セッション記号 A (大気水圏科学) » A-HW 水文・陸水・地下水学・水環境

[A-HW18] 水循環・水環境

2024年5月29日(水) 17:15 〜 18:45 ポスター会場 (幕張メッセ国際展示場 6ホール)

コンビーナ:小槻 峻司(千葉大学 環境リモートセンシング研究センター)、林 武司(秋田大学教育文化学部)、福士 圭介(金沢大学環日本海域環境研究センター)、濱 侃(千葉大学大学院園芸学研究院)

17:15 〜 18:45

[AHW18-P13] Bias correction of climate change prediction data based on Simplified Meta-statistical Extreme Value distribution

*崎川 和起1、近森 秀高1、工藤 亮治1、丸尾 啓太2 (1.岡山大学大学院環境生命科学研究科、2.農業・食品産業技術総合研究機構)

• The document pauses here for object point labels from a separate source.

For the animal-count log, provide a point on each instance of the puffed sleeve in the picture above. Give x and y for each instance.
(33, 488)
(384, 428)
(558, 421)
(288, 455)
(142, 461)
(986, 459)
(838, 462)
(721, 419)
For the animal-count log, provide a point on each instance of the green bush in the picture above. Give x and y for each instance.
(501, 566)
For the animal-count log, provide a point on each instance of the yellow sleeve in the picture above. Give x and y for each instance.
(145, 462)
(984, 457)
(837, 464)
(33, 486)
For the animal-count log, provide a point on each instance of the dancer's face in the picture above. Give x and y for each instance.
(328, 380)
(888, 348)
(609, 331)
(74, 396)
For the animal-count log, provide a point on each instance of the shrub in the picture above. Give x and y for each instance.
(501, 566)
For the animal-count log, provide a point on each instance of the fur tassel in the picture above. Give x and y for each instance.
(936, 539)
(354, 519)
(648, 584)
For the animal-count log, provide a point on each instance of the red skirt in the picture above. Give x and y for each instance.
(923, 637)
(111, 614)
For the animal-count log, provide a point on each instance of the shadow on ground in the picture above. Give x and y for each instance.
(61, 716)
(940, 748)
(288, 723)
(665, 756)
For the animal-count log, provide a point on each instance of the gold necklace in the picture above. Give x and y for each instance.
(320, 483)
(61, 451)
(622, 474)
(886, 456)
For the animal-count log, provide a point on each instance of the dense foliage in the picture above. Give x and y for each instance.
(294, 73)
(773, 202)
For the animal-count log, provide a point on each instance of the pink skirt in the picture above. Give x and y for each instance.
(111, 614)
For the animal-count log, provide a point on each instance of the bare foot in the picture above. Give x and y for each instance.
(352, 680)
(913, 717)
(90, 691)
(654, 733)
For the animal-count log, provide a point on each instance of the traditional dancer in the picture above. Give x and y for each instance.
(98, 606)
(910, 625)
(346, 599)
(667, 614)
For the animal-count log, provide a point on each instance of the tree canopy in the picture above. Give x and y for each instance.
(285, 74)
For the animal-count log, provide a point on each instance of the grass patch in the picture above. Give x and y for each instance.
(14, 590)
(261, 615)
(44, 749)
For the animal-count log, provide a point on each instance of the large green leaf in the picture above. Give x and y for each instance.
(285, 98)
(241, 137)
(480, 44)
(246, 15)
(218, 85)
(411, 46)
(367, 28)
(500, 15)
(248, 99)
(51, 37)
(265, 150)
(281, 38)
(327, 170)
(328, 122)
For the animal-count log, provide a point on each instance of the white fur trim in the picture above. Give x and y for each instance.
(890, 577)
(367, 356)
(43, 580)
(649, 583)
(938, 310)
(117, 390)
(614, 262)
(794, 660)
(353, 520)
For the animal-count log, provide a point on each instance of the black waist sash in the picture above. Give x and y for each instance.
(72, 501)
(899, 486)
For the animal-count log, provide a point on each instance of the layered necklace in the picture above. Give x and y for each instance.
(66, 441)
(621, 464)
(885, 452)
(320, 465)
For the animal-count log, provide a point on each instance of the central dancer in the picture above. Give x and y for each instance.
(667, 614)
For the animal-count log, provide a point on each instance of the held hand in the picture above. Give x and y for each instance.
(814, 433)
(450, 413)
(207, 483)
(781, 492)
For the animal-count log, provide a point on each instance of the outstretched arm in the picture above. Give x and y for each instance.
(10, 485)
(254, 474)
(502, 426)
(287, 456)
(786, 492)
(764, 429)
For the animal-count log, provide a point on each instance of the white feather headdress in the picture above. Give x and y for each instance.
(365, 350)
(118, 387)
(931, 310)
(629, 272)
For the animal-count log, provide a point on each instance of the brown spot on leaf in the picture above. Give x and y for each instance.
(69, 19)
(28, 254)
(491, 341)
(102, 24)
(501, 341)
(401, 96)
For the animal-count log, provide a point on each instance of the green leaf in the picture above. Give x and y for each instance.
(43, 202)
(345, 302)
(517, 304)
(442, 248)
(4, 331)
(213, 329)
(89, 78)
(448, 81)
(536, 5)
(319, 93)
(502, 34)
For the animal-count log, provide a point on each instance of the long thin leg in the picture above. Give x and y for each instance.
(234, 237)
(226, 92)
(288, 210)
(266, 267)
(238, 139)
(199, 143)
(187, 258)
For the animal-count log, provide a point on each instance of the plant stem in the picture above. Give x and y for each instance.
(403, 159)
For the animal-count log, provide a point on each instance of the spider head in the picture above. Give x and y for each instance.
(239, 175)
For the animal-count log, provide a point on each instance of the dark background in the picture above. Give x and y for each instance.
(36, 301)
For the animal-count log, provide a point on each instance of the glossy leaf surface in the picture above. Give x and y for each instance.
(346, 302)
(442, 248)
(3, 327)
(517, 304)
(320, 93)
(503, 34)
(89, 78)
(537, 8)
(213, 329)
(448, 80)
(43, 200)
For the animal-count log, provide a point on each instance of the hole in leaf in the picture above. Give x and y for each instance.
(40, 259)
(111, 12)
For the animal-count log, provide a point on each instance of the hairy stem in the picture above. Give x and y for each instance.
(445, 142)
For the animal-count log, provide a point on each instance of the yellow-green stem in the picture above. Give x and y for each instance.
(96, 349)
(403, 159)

キーワード:極値解析、水文統計、バイアス補正手法、メタ統計的極値分布

Correcting biases for extreme values in precipitation outputs by poor observed data is key for hydrological applications and risk management depending on climate models. However, the sample size of extreme rainfall value is so small that the estimated return level and return period strongly fluctuate even when a few extreme-size minima or maxima are included by a change in a target duration for the analysis. That often disturbs the correct estimation of secular change in return level and return period of rainfall. Therefore, the result of traditional methods based on extreme theory by poor rainfall data may include a large uncertainty. This study presents a new bias correction method based on the Simplified Meta-statistical Extreme Value (SMEV) approach which enables us to estimate stably. SMEV approach provides a robust framework for frequency analyses of extremes emerging from multiple underlying processes and represents a practical tool for computationally efficient sensitivity analyses, explanatory models, and climate projections. The results indicated that the new bias method estimates corrected values with errors as small as those of the Generalized Extreme Value (GEV) method, compared to observed data, and it provides the fluctuation range of corrected values compared with the Annual Maximum Series (AMS) method. Therefore, the new bias correction method with the SMEV approach provides a robust bias correction for extreme rainfall.